O natal é marcado pela neve, pelas meias penduradas na lareira, pela árvore de natal e pela comida que é diferente também. Não tem a rabanada, nem o peru, nem a farofa e muito menos a uva passa. Na verdade essa ceia de natal do Brasil é mais parecida com a ceia do Thanksgivin. Mas a ceia foi deliciosa do mesmo jeito, eu mesmo repeti umas 3x. O povo já tava trocando presente de amigo oculto e eu comendo. Passamos essa data especial com a nossa amada família canadense; Os Melos. Foi ótimo! (tirando que o nosso carro resolveu morrer na noite do natal também).

E já que estávamos só nós dois pela primeira vez, resolvemos nos divertir e fazer um vídeo dançando uma música de natal muito famosa por aqui e mandar para nosso amigos como nosso "cartão de natal".

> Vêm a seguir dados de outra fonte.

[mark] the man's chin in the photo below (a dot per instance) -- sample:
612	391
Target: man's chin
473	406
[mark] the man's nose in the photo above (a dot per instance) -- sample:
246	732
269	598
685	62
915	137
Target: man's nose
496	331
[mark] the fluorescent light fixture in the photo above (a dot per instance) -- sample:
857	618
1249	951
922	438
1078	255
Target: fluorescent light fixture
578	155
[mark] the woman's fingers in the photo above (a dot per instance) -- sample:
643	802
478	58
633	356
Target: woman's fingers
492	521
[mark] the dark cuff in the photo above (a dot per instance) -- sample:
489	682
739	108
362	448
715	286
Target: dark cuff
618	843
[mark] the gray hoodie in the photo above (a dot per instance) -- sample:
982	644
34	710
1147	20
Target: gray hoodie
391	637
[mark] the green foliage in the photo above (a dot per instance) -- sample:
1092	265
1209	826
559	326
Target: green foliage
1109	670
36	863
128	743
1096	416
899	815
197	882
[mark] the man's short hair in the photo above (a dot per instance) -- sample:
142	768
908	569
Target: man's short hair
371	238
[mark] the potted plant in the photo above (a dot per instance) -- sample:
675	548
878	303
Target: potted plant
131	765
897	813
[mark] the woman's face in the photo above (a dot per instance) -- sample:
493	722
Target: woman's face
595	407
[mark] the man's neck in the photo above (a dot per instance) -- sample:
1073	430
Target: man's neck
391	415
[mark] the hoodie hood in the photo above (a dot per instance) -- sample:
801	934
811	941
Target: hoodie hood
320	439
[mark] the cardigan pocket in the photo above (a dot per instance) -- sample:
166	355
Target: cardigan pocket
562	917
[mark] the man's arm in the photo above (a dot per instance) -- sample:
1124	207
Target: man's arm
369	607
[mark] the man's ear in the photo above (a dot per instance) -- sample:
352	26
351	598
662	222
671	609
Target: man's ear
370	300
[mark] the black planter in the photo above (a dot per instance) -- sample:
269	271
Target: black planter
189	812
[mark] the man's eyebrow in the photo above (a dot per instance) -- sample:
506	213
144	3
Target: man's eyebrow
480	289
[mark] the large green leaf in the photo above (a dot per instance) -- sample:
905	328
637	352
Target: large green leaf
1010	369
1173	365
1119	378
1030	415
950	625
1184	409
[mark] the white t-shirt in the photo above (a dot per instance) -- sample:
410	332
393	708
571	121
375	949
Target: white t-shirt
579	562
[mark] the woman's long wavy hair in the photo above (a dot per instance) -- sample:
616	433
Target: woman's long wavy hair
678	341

Um passeio que fizemos no começo do ano que foi minha primeira vez também foi quando decidimos patinar no gelo. Escolhemos um dia em que eu estava de folga do trabalho e que a temperatura estava boa (no dia fazia - 6º). Eu nunca tinha patinado no gelo, nem naquelas pistas de gelo falso em shopping. Luciana já tinha patinado outras vezes aqui em Winnipeg. Quando criança, os dois patinaram muito em patins "normais" no asfalto.



Fomos até o The Forks, alugamos o patins por 5 dólares cada e morrendo de medo de cair e se arrebentar inteiro, nós pisamos no gelo. Eu fui primeiro e entrei no gelo fazendo os mesmo movimentos que meu corpo se lembrava de quando patinava quando criança; funcionou. Luciana com muito medo foi indo devagar, devagarinho e depois de uns minutos ela se sentiu mais confortável e conseguiu patinar. Curtimos a pista enorme de patinação (que na verdade é o rio da cidade que no inverno congela e vira pista de patinação e área para quem quer praticar o hóquei.).
Foi uma experiência muito legal, apesar da dor que o patins causa nos pés depois de meia hora.






E esses são apenas alguns relatos das primeiras vezes que nós experienciamos algo novo na nossa nova vida aqui no Canadá.